Joseph Teulère est un cas exemplaire dans l'évolution entre artisans et architectes-ingénieurs à l'articulation des XVIIIe et XIXe siècles. En témoignent non seulement ses réalisations, mais aussi une exceptionnelle lettre autobiographique qui nous servira ici de base de travail.
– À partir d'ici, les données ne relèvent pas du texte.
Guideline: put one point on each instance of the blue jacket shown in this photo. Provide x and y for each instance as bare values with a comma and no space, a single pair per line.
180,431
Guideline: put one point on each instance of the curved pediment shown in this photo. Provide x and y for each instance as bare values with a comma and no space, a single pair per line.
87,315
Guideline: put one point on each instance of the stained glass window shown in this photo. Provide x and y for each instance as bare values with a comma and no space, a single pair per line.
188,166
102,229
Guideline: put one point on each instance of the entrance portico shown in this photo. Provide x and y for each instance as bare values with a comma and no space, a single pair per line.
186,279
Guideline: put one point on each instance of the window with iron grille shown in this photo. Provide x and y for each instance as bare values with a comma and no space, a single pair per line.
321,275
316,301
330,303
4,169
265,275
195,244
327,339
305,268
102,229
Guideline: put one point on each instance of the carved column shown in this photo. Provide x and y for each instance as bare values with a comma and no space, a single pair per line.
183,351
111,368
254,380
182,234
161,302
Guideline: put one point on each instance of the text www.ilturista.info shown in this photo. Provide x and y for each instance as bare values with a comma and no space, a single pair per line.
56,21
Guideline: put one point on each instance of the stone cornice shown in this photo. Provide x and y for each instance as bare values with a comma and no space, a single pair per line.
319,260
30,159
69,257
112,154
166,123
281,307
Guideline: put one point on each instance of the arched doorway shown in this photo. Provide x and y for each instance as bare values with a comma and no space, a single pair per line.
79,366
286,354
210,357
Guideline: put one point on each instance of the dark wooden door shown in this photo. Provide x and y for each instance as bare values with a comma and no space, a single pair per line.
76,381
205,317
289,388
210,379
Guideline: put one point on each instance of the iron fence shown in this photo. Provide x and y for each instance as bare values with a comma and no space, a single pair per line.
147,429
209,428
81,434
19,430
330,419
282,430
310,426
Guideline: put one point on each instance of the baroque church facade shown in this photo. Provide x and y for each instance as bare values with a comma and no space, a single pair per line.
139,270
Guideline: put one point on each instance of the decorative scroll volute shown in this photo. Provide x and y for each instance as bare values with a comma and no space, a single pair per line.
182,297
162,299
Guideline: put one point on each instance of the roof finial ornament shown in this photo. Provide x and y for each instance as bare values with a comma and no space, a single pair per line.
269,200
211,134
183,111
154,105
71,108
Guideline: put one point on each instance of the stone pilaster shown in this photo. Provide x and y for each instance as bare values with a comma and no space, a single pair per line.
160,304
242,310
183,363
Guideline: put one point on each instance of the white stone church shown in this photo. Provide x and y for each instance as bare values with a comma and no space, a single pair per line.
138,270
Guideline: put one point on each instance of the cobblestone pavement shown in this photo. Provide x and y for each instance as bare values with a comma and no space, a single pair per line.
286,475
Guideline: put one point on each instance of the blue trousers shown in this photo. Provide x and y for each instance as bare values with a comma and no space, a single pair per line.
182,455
Adressé en mars 1800, au faîte de sa carrière, à un négociant de son village natal qui avait contribué à lui faire apprendre à lire, ce courrier est une véritable profession de foi par laquelle il exhorte les jeunes gens de son village à suivre son exemple : être courageux et de bonnes mœurs, s'instruire continuellement.
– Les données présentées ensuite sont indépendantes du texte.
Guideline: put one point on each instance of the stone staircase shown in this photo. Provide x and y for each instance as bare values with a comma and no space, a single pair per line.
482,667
Né à Montagnac (Lot-et-Garonne) en 1741, orphelin de père à l'âge de dix ans, il est reçu compagnon passant tailleur de pierre en 1758. Son tour de France stimule sa quête insatiable de connaissances. Devenu appareilleur, il étudie par lui-même les traités d'architecture. La lecture des œuvres de Bélidor l'ayant rendu conscient de ses lacunes en algèbre, géométrie et mécanique, il vient à Paris suivre les cours publics de l'académie d'architecture.
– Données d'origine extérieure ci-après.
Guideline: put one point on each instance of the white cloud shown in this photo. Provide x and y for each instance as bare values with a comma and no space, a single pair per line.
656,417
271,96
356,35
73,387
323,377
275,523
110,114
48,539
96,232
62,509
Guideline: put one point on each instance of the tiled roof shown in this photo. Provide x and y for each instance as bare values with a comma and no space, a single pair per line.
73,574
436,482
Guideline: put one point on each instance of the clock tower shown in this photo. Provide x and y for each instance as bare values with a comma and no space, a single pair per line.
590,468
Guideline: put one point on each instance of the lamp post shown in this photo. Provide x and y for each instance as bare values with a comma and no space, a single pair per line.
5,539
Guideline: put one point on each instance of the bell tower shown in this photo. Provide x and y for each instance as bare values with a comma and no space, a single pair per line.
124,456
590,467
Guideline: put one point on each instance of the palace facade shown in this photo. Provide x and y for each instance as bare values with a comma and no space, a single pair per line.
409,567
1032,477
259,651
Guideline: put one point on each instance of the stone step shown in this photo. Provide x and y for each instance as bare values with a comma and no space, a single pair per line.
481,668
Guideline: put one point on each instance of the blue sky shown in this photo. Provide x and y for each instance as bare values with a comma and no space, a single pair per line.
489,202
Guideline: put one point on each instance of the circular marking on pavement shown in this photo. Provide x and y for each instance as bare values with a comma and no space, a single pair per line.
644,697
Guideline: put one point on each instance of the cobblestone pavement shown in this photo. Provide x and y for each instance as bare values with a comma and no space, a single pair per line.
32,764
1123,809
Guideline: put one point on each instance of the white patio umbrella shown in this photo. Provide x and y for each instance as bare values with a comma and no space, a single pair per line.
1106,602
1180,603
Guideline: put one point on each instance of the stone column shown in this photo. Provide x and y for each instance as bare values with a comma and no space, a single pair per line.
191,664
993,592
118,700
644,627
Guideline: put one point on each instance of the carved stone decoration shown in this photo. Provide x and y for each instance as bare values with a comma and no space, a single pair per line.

Diplômé en 1776, il est nommé à Bordeaux comme architecte faisant fonction d'ingénieur des bâtiments civils. Il continue d'étudier et devient ingénieur de la marine. En 1786, Teulère présente un projet de surélévation du phare de Cordouan, chantier remarquable qu'il dirigera en 1788-1789.
En 1791, toujours insatiable dans sa quête des savoirs, il décide de devenir également ingénieur-constructeur et, grâce au soutien de Gaspard Monge, il est chargé de la construction de trois navires. Il est enfin nommé en 1800 directeur des travaux maritimes à Rochefort.
Suite à des problèmes de santé, il terminera sa carrière sous un climat plus clément, comme ingénieur en chef des ponts et chaussées à Nice (1804-1812).